Há uma sensação de conforto durante o percurso. Denso, penoso. Mas, ironicamente, hedônico (ou seria epicúreo?). Inclusive, atente-se ao termômetro de prazer e de identificação pessoal durante a leitura. Diz muito sobre você. Como filho, pai, mãe, pessoa. Sobre quem aparenta ser. Sobre quem gostaria de ser. Sobre quem, de fato, és.
Musicais
Sigo sozinho? Talvez seja melhor falarmos de música. Todos gostam de música. Nem todos gostam de psicologia. O elemento musical neste livro é constante. Em se tratando da obra descrita, um bálsamo, convenhamos. Os leitores mais atentos (ou mais musicais) terão pequenas e agradáveis surpresas. Algumas poderão gerar, vejam só, até mesmo um sorriso. Daquele no canto da boca. Nada muito expansivo. Não há qualquer intuito, velado ou não, em entreter. Surpreender, quem sabe.
Falemos de música, então. Como supramencionado, Diedrich não se restringe ao consultório e encara, com freqüência, imagina-se, o palco. Segundo consta, o autor é creditado como vocalista e compositor da banda Pelebrói Não Sei, um grupo de punk (?) rock de Curitiba, salve engano.

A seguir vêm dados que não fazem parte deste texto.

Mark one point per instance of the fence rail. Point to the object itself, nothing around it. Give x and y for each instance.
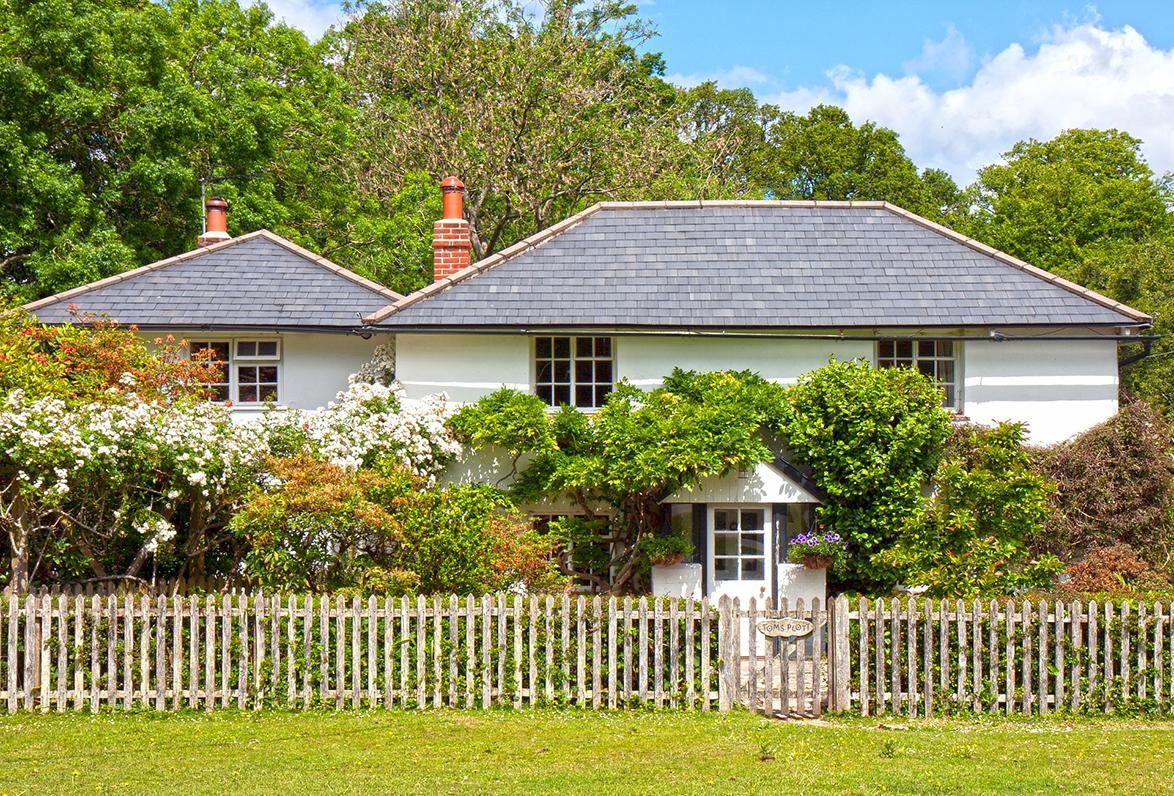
(69, 652)
(72, 652)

No repertório, canções autorais, como “Linda morreu virgem”. Linda aparece no livro. Na verdade, a frase “Linda morreu virgem” aparece. Alice Clair aparece no livro. E intitula outra composição do grupo. Pasmem: “Réquiem para Dóris” consta de entre as canções mais conhecidas da trupe. Não exatamente um espanto, tudo bem. Uso indevido de hipérbole para ludibriar a atenção do leitor. Funcionou?

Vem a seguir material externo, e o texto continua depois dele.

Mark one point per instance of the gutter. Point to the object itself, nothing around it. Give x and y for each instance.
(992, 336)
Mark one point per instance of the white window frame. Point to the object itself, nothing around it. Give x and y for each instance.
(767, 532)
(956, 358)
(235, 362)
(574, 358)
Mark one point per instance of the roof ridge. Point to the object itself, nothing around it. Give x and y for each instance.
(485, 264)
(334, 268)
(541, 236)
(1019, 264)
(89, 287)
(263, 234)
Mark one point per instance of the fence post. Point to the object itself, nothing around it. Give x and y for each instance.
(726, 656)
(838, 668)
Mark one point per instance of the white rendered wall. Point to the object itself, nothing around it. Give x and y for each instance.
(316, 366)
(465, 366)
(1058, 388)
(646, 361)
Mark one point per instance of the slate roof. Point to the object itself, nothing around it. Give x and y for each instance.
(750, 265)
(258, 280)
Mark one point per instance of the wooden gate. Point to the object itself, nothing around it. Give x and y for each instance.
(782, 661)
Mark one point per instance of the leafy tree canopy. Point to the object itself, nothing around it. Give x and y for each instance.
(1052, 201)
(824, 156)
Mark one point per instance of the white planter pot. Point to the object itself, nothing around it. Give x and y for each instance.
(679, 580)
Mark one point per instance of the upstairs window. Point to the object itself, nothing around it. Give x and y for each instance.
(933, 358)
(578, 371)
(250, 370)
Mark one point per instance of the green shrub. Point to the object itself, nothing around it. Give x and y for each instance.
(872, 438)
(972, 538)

Talvez o real choque se dê na página 91, quando um inusitado Gonzaguinha surge explicitamente. Não pelo nome, mas pela canção. Explode coração. Está lá, escrito. Logo seguido de uma adaptação da letra do compositor carioca (“Chega de reabrir, chega de readaptar, de reacender, reafirmar, reajustar, realçar, recalcar, reanimar, retardar”). Os íntimos de Gonzaguinha chegam a cantarolar a versão original. Uma iguaria inesperada de Diedrich. E chega (de tentar dissimular e disfarçar e esconder…) de exemplos. Para não corrompermos a refeição principal.
Consciente
Antes de prosseguirmos, e antes que se esqueça, a cuidadosa diagramação ganha apoio das monocromáticas ilustrações de Alberto Benett, de fortes traços. Pouco elucidativas, mas, nem por isso, dispensáveis. Promovem bem-vindas pausas e a possibilidade de retomar o fôlego (ou o interesse).

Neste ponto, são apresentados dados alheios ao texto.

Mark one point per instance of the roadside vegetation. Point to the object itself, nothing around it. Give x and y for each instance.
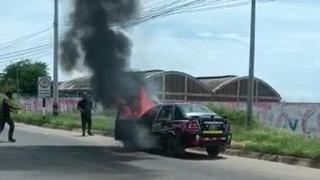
(261, 138)
(258, 138)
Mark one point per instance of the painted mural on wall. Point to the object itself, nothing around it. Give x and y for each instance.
(303, 118)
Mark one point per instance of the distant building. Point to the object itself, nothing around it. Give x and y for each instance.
(174, 85)
(235, 89)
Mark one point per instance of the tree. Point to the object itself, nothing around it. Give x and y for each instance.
(25, 74)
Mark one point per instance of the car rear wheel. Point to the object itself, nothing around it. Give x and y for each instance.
(213, 151)
(173, 147)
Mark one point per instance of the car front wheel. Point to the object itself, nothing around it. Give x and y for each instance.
(213, 151)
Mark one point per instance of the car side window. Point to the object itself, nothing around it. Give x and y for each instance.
(166, 113)
(178, 114)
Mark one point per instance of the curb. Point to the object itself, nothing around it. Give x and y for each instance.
(291, 160)
(313, 163)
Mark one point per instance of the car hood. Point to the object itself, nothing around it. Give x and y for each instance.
(193, 114)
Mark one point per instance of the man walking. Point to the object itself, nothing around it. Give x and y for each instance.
(85, 106)
(5, 116)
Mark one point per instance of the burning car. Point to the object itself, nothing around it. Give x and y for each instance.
(174, 127)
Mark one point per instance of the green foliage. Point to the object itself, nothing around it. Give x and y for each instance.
(27, 73)
(262, 138)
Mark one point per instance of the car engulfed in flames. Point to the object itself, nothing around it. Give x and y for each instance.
(171, 126)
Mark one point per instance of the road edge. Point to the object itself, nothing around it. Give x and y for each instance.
(312, 163)
(291, 160)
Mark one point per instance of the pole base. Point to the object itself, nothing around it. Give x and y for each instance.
(55, 109)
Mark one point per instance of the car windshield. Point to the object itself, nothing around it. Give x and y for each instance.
(191, 108)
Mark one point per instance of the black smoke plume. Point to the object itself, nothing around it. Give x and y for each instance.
(95, 35)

Em termos literários, Diedrich esbanja intimidade com o métier. Além de malícia. Corretamente, resolveu enveredar, pela primeira vez, na literatura, permeado por aquilo que o pauta profissionalmente. Usa comedidamente frases curtas e ousa nas longas. Escolha adequada para o estilo empregado. Um apurado e pertinente uso de vocabulário e belas intervenções textuais. Ou seja, a suposta dificuldade da leitura jaz no transcendentalismo e na dialética. E não nas habilidades como escritor iniciante. Embora quase virgem, competente.
Difícil saber se o desempenho seria o mesmo diante de um romance tradicional, de uma enfadonha prosa, ou de uma excitante crônica. Assim como é improvável supor se o paranaense prefere Machado, Pessoa ou Paulo Coelho (fica o desejo para que o páreo seja entre os dois primeiros). Jung e Carl Rogers ele certamente leu.
Como a obra depende de conteúdo e criatividade psicológica, não faltou alimento. O resultado agrada aos adeptos. Ainda mais quando consideramos se tratar do primeiro lançamento do selo Encrenca, sediado em Curitiba (salve, salve Paulo Leminski). Explica-se. Recém-criada, a Encrenca faz questão de sustentar uma didática frase autoexplicativa: “para obras que redimensionem o conhecido, inventem o jamais visto”. Destarte, Diedrich pode dormir em paz. Alguém acordado por aí?